Lukas Lukas GruberAllgemein
4 Min. Lesezeit 25. April 2026

Bayern ist Meister – und BVB kämpft mit vier Verletzten

Am 20. April 2026 stand es fest: Der FC Bayern München ist Deutscher Meister 2025/26, nachdem er VfB Stuttgart mit 4:2 bezwungen hatte. Borussia Dortmund liegt zum selben Zeitpunkt mit 64 Punkten aus 30 Spielen auf Platz zwei – 15 Punkte hinter dem Titelträger. Die Saison ist sportlich entschieden, doch der BVB kämpft gleichzeitig gegen eine Verletzungsserie, die das Saisonfinale massiv beeinflusst.

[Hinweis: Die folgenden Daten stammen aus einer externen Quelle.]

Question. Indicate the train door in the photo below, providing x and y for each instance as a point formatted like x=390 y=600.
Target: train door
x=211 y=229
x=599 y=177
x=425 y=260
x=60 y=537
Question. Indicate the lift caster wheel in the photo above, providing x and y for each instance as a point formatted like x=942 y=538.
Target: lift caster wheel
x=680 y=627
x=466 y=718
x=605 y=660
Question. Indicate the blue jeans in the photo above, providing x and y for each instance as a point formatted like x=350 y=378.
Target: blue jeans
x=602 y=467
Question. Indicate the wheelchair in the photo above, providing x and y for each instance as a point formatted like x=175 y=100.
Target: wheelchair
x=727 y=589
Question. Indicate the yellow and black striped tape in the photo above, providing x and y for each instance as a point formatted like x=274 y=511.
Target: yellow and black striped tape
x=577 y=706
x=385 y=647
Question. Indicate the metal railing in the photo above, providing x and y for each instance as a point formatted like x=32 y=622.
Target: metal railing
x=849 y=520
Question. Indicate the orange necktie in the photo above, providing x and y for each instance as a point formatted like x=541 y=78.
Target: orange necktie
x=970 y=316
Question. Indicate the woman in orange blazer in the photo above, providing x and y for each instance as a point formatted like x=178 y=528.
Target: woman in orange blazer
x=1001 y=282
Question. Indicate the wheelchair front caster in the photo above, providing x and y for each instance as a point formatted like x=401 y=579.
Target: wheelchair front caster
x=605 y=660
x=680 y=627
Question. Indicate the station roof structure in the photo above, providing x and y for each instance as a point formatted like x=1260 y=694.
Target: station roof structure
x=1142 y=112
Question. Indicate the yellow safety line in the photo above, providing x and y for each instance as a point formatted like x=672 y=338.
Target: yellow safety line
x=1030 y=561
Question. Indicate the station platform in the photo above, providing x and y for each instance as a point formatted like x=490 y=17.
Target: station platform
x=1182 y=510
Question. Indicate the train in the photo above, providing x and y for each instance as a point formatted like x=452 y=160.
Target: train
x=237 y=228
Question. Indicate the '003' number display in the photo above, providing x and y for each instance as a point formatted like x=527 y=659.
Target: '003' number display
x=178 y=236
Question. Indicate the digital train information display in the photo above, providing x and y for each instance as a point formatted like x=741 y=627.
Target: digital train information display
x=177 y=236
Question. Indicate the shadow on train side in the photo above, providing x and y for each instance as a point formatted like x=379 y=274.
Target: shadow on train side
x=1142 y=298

Vier Spieler fehlen aktuell verletzungsbedingt: Niklas Süle (Abwehr), Karim Adeyemi (Flügel), Julien Duranville (Angriff) und Giovanni Reyna (Mittelfeld). Beim Auswärtsspiel in Hoffenheim am 18. April erlitt Süle eine neuerliche Verletzung – eine besonders bittere Nachricht, da sein Vertrag ausläuft und dieser Ausfall seinen Abschied auf dem Platz gefährdet.

Vier Ausfälle, ein Muster – was Profiverletzungen über den Körper verraten

Die gleichzeitigen Ausfälle bei BVB werfen eine Frage auf, die weit über den Fußball hinausgeht: Warum häufen sich Muskelverletzungen in der entscheidenden Saisonphase?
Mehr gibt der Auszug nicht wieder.